Recyclage des pétrodollars : le jeu monétaire et l'échiquier géopolitique derrière les revenus de plusieurs milliards de dollars du Venezuela.
22/01/2026
Le 20 janvier 2026, la présidente intérimaire du Venezuela, Delcy Rodríguez, a annoncé lors d'un événement communautaire dans la capitale Caracas que le pays avait reçu le premier versement de 300 millions de dollars provenant de la vente de pétrole brut vénézuélien par les États-Unis. Cette somme fait partie d'une transaction totale de 500 millions de dollars et sera immédiatement injectée dans le système bancaire national et la banque centrale, afin de consolider et stabiliser le marché des changes, et de protéger les revenus et le pouvoir d'achat des travailleurs du pays.
Derrière cette brève déclaration se cache un effondrement économique qui dure depuis des années, une opération militaire qui a modifié le paysage politique, et l'implication profonde d'une superpuissance dans les artères économiques vitales d'un autre pays. 300 millions de dollars peuvent sembler peu pour un pays doté des plus grandes réserves de pétrole prouvées au monde, mais cela pourrait représenter un tournant décisif pour son système monétaire, voire pour son orientation politique et économique.
De « sans aucune valeur » à la dollarisation : le chemin de l'effondrement du bolivar
Pour comprendre pourquoi ces 3 milliards de dollars sont si importants, il faut remonter à l'effondrement de la monnaie vénézuélienne, le bolivar.
2018 a été une ligne de partage des eaux. Après des années d'hyperinflation persistante, le bolivar a fini par devenir pratiquement sans valeur sur le marché. Selon de nombreux rapports, la situation à l'époque était la suivante : les prix augmentaient à une vitesse vertigineuse, la valeur faciale des billets de banque était même inférieure au coût d'impression, et les gens devaient transporter des liasses d'argent liquide pour acheter des produits de première nécessité avec des bolivars. L'effondrement total de la confiance dans la monnaie a contraint le président de l'époque, Nicolás Maduro, à prendre une décision difficile en 2019 – introduire de facto le dollar américain comme monnaie de circulation.
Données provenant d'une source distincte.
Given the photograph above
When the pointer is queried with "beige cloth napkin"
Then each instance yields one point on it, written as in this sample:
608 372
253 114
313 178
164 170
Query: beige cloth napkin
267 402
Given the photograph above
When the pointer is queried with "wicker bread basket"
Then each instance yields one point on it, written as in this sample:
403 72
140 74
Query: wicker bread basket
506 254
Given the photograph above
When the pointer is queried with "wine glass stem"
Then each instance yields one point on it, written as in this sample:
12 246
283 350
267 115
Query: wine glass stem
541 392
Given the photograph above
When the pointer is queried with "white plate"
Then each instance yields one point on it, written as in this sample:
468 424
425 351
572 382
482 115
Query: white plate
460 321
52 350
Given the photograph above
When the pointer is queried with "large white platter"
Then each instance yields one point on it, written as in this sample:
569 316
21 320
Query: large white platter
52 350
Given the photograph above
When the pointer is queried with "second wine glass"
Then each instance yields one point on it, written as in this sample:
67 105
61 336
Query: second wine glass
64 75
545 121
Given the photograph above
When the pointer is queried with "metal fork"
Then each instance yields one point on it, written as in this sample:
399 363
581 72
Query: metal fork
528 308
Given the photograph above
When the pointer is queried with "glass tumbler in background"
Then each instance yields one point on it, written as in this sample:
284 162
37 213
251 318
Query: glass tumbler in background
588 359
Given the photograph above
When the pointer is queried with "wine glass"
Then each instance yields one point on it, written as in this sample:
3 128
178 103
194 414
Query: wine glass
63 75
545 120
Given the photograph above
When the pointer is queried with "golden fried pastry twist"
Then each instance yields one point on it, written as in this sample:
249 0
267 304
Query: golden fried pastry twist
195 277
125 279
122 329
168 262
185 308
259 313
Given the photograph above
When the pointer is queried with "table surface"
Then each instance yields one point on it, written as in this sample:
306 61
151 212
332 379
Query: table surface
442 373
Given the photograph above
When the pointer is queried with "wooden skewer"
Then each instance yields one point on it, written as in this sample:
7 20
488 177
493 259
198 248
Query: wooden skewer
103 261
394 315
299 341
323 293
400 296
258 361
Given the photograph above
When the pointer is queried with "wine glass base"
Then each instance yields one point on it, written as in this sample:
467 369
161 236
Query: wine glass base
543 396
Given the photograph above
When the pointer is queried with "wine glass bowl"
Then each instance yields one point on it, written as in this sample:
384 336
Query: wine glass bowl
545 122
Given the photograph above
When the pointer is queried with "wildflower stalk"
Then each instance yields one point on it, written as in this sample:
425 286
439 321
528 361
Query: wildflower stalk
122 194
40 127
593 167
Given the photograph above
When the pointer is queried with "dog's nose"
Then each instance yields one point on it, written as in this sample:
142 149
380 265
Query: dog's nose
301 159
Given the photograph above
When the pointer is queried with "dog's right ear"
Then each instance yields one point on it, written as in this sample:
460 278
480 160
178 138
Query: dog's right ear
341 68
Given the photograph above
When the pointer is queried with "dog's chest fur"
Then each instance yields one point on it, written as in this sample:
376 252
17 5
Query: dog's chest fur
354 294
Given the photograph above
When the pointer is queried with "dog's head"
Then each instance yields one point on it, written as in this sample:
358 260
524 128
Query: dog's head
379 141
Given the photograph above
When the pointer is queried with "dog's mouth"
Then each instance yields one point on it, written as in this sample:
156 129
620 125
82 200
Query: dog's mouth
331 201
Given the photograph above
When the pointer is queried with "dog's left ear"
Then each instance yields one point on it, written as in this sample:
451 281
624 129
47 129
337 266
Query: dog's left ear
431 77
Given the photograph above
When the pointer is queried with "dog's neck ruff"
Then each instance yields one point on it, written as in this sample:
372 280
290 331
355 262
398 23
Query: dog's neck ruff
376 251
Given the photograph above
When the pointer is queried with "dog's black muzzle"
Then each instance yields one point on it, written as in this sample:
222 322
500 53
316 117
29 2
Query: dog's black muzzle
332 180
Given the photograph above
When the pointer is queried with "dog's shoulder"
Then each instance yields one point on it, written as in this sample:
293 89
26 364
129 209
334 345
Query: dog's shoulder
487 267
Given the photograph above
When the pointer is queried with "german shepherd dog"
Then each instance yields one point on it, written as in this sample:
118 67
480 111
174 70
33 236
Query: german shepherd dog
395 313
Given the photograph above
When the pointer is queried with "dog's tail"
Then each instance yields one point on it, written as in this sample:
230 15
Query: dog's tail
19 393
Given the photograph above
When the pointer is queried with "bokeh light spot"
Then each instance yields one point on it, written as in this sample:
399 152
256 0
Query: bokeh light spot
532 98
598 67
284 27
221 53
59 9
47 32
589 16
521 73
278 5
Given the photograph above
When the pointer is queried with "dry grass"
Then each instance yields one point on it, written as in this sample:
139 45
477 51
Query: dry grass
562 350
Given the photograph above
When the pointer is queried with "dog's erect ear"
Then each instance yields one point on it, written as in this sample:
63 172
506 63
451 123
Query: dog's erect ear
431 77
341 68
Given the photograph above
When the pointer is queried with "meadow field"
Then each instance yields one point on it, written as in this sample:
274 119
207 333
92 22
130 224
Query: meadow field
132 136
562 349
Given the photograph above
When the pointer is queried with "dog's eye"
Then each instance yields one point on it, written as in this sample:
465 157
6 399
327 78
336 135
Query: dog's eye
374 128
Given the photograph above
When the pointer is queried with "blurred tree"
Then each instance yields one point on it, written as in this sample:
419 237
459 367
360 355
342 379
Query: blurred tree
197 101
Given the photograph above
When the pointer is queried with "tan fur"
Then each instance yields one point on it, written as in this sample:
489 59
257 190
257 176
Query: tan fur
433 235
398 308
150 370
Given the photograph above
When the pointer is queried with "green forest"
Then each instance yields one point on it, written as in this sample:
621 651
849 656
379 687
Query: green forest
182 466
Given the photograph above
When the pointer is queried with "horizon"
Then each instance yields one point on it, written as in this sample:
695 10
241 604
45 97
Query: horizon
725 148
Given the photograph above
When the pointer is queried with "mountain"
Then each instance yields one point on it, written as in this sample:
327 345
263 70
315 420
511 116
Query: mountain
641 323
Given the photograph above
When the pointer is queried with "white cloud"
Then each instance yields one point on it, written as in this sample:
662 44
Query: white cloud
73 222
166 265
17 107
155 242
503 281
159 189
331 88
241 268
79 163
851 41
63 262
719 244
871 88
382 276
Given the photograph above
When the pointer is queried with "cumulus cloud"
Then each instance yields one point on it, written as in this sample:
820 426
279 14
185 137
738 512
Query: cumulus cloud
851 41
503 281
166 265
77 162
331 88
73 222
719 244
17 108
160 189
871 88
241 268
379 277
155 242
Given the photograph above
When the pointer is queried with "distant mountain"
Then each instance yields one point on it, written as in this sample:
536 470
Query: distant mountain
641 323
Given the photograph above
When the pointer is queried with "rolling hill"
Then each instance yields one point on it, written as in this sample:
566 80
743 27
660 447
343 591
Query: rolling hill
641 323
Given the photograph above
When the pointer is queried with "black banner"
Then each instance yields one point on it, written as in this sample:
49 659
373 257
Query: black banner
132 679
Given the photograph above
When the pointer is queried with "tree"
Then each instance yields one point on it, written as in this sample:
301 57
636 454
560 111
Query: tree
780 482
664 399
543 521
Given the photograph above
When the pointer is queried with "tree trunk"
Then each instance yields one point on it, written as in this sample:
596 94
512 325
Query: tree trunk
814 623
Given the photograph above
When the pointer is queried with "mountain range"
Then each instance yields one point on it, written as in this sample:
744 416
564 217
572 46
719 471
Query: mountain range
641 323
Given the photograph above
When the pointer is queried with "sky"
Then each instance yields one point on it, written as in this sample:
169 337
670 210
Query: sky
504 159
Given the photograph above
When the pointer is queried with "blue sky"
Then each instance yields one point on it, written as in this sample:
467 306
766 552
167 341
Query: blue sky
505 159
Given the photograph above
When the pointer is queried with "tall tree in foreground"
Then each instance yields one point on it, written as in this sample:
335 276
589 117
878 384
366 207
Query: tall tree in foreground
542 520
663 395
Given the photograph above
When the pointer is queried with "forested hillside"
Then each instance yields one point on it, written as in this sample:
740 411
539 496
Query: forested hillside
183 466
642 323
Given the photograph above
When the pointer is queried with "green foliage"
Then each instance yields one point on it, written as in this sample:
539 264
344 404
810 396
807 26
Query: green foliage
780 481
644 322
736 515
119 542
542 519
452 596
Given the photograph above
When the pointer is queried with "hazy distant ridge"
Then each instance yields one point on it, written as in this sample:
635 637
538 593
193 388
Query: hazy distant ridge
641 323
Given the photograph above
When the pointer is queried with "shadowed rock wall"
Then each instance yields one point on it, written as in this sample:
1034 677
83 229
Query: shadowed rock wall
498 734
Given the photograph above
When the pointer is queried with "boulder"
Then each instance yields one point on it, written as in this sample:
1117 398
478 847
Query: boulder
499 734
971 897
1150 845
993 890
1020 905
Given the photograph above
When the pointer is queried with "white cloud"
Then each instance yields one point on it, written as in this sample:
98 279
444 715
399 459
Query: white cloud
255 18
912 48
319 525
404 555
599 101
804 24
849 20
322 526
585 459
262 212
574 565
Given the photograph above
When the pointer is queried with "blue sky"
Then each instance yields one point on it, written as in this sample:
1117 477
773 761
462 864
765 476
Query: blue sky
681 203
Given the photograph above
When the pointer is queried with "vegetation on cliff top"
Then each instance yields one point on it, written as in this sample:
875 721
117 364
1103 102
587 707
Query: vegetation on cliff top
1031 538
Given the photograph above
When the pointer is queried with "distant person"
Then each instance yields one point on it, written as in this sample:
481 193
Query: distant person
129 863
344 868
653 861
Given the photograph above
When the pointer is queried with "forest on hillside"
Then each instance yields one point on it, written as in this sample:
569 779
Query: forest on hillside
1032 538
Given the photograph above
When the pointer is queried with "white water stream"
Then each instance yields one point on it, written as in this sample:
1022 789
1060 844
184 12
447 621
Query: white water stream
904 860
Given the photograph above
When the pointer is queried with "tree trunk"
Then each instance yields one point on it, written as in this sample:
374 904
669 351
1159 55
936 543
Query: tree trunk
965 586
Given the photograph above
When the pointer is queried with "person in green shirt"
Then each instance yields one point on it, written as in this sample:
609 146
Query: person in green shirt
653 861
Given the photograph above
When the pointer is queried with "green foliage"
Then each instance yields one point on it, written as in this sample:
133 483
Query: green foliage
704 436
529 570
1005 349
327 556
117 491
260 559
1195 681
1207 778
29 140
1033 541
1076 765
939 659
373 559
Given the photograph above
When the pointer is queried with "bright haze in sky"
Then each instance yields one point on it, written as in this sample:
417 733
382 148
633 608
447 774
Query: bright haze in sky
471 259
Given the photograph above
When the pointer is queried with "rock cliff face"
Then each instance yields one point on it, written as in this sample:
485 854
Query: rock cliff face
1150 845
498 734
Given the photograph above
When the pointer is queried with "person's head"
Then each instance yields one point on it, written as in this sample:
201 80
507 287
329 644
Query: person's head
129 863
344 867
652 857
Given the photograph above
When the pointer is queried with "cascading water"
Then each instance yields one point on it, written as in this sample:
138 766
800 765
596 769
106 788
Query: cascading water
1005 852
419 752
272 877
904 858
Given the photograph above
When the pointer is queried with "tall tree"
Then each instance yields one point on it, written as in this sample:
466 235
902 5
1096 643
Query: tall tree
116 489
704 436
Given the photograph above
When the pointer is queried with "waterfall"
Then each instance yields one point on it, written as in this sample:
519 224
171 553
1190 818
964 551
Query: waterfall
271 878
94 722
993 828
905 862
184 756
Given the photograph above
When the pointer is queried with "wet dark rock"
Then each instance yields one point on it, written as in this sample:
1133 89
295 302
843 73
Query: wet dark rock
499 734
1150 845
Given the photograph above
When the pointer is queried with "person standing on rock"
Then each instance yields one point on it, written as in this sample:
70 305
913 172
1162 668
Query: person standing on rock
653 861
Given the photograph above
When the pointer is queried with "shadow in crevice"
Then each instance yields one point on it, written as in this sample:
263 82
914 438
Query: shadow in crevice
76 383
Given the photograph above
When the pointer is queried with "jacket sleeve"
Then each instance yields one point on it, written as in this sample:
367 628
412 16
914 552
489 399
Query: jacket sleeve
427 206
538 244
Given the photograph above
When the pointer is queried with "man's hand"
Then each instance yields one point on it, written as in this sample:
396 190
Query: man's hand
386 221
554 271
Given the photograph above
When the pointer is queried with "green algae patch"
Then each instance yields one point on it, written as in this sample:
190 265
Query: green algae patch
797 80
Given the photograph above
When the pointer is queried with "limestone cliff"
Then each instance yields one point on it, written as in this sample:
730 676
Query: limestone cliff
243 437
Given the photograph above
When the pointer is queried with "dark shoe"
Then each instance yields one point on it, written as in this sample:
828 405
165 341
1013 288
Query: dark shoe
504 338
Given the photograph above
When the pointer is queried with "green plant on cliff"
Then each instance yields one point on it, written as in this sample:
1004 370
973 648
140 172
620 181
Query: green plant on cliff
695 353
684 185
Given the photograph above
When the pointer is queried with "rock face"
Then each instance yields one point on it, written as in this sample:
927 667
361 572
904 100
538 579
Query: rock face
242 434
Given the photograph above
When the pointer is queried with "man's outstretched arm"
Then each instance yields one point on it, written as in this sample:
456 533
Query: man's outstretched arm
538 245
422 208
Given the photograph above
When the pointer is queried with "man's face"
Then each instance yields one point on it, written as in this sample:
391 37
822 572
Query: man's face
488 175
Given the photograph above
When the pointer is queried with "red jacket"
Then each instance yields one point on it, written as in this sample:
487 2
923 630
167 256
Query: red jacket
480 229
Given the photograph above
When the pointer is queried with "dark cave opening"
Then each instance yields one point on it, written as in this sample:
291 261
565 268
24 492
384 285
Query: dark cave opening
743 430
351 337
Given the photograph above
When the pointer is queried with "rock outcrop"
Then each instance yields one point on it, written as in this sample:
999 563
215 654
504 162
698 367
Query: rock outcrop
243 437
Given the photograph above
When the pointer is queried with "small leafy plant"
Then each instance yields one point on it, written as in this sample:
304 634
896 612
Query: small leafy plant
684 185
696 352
La dollarisation n'est pas une politique officielle, mais un choix de survie spontané du marché. Les magasins ont commencé à afficher les prix en dollars, et les salaires ainsi que les transactions sont de plus en plus réglés en dollars. Le dollar, et non le bolivar, est devenu l'unité de compte et le moyen d'échange de facto dans le pays. Cependant, si la dollarisation a résolu un problème, elle en a soulevé un autre, plus fondamental : d'où viennent les dollars ?
Pour un pays exportateur de pétrole, la source traditionnelle de devises étrangères provient des revenus des exportations pétrolières. Cependant, depuis 2020, les États-Unis ont imposé des sanctions complètes et un embargo sur le pétrole vénézuélien pendant six ans. Cette entrave financière a complètement coupé l'artère principale par laquelle le Venezuela obtenait des dollars via le commerce pétrolier normal. Le rapport indique clairement que la pénurie de dollars qui en a résulté a fait grimper la valeur du dollar sur le marché noir.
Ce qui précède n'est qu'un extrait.